Posted: Tue 7th Oct 2025

Updated: Tue 7th Oct

Voters set to get power to sack misbehaving Senedd members

News and Info from Deeside, Flintshire, North Wales
This article is old - Published: Tuesday, Oct 7th, 2025

Voters would be given the power to remove Senedd members from office between elections under a new draft accountability bill published by the Welsh Government

Julie James, who is counsel general, the Welsh Government’s chief legal adviser, announced publication of a draft member accountability bill in a written statement.

Voters would be given a say on whether to “remove or retain” a sitting politician through a “recall poll” and if a Senedd member was booted out, the seat would become vacant.

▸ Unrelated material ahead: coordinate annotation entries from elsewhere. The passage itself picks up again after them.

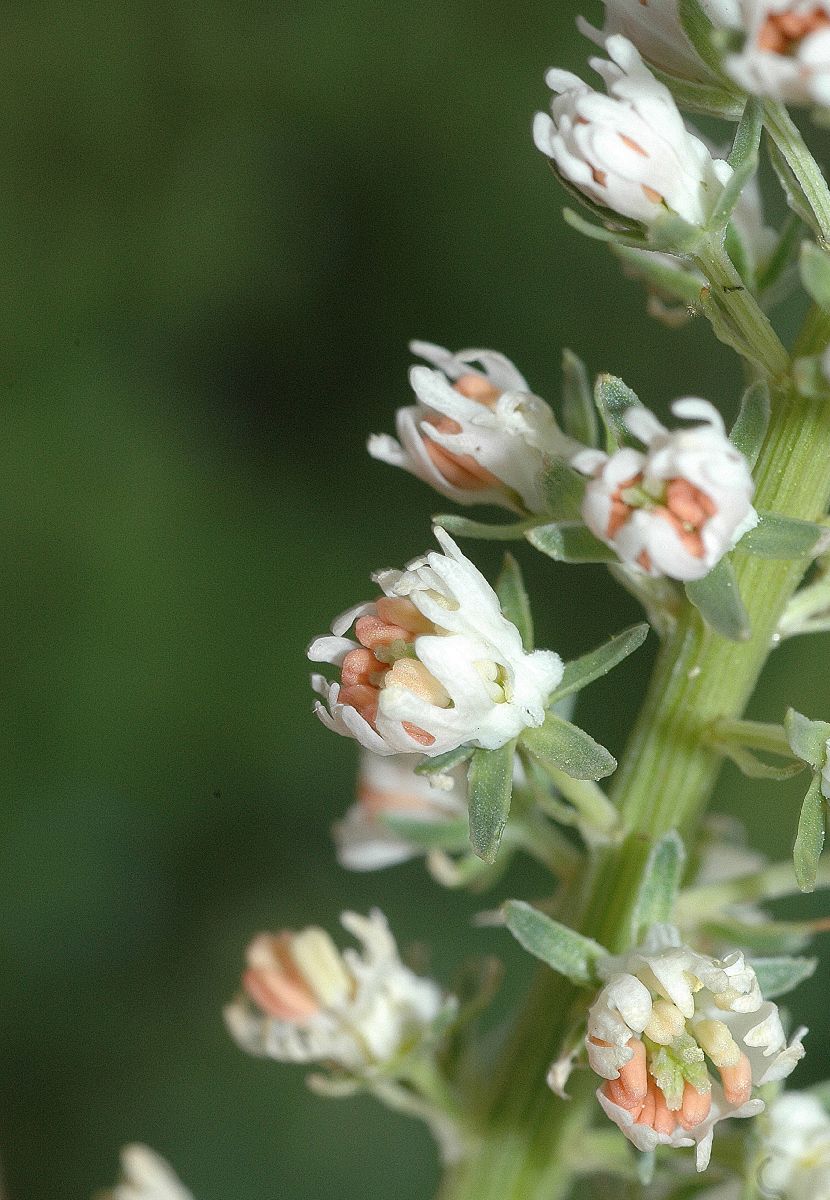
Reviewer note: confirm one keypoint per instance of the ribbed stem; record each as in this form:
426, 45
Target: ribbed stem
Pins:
665, 781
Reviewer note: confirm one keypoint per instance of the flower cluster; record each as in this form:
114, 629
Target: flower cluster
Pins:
306, 1001
677, 507
787, 51
683, 1042
630, 150
435, 664
476, 435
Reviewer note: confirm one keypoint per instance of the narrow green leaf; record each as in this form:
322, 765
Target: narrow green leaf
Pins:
513, 600
462, 527
807, 739
744, 161
665, 277
762, 937
810, 838
753, 767
613, 400
671, 234
776, 977
427, 834
600, 661
779, 537
569, 748
601, 233
565, 951
444, 762
699, 97
815, 265
578, 412
717, 600
750, 430
564, 490
791, 185
570, 541
489, 789
699, 29
660, 886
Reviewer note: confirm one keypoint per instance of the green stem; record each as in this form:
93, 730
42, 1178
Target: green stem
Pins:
665, 781
809, 174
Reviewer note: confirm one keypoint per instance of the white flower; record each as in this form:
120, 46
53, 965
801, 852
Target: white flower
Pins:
667, 1015
630, 150
787, 51
680, 505
656, 31
437, 665
389, 785
146, 1177
306, 1001
476, 435
797, 1149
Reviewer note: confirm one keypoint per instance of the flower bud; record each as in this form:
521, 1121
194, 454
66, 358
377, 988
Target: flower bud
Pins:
630, 150
306, 1001
476, 433
677, 508
657, 33
795, 1149
145, 1176
787, 51
437, 665
674, 1055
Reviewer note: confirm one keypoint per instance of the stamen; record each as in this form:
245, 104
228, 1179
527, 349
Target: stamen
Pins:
695, 1108
738, 1081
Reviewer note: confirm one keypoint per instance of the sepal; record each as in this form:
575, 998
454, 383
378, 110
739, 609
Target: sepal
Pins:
578, 412
719, 601
566, 952
777, 537
777, 977
750, 429
588, 667
815, 268
660, 886
489, 790
570, 541
744, 161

Under the draft bill, which was published today (October 6) following similar reforms in Westminster and Scotland, a recall poll would be triggered in one of two ways:

  • Conviction: If a politician was convicted of an offence and sentenced to imprisonment, including a suspended sentence.
  • Misconduct: If the Senedd voted by a simple majority to hold a poll after a standards committee recommendation as a result of serious misconduct.

Before the Senedd can trigger a recall for misconduct, the standards committee would need to publish “recall guidance” setting out more detail.

To be successful, a simple majority of those who vote in the recall poll must vote to remove the Senedd member and the draft bill does not include a minimum turnout requirement.

‘Own-initiative’

The power to recall politicians does not have an automatic start date and the draft bill states the system would come into force on a future date specified by Welsh ministers separately.

The draft bill also seeks to strengthen the Senedd’s standards of conduct committee, which is made up of politicians, and the role of standards commissioner.

The standards committee would become a permanent, legal requirement for every Senedd and independent “lay members” could sit on the committee for the first time.

Douglas Bain, the standards commissioner who investigates politicians in Cardiff Bay would be given “own-initiative” powers to launch investigations rather than rely on complaints.

The draft bill also includes a duty on Welsh ministers to prohibit false statements during election campaigns in an effort to tackle deliberate deception by politicians.

In a statement announcing the bill, Ms James stressed that the draft bill is subject to change before its formal introduction in the Senedd in the autumn.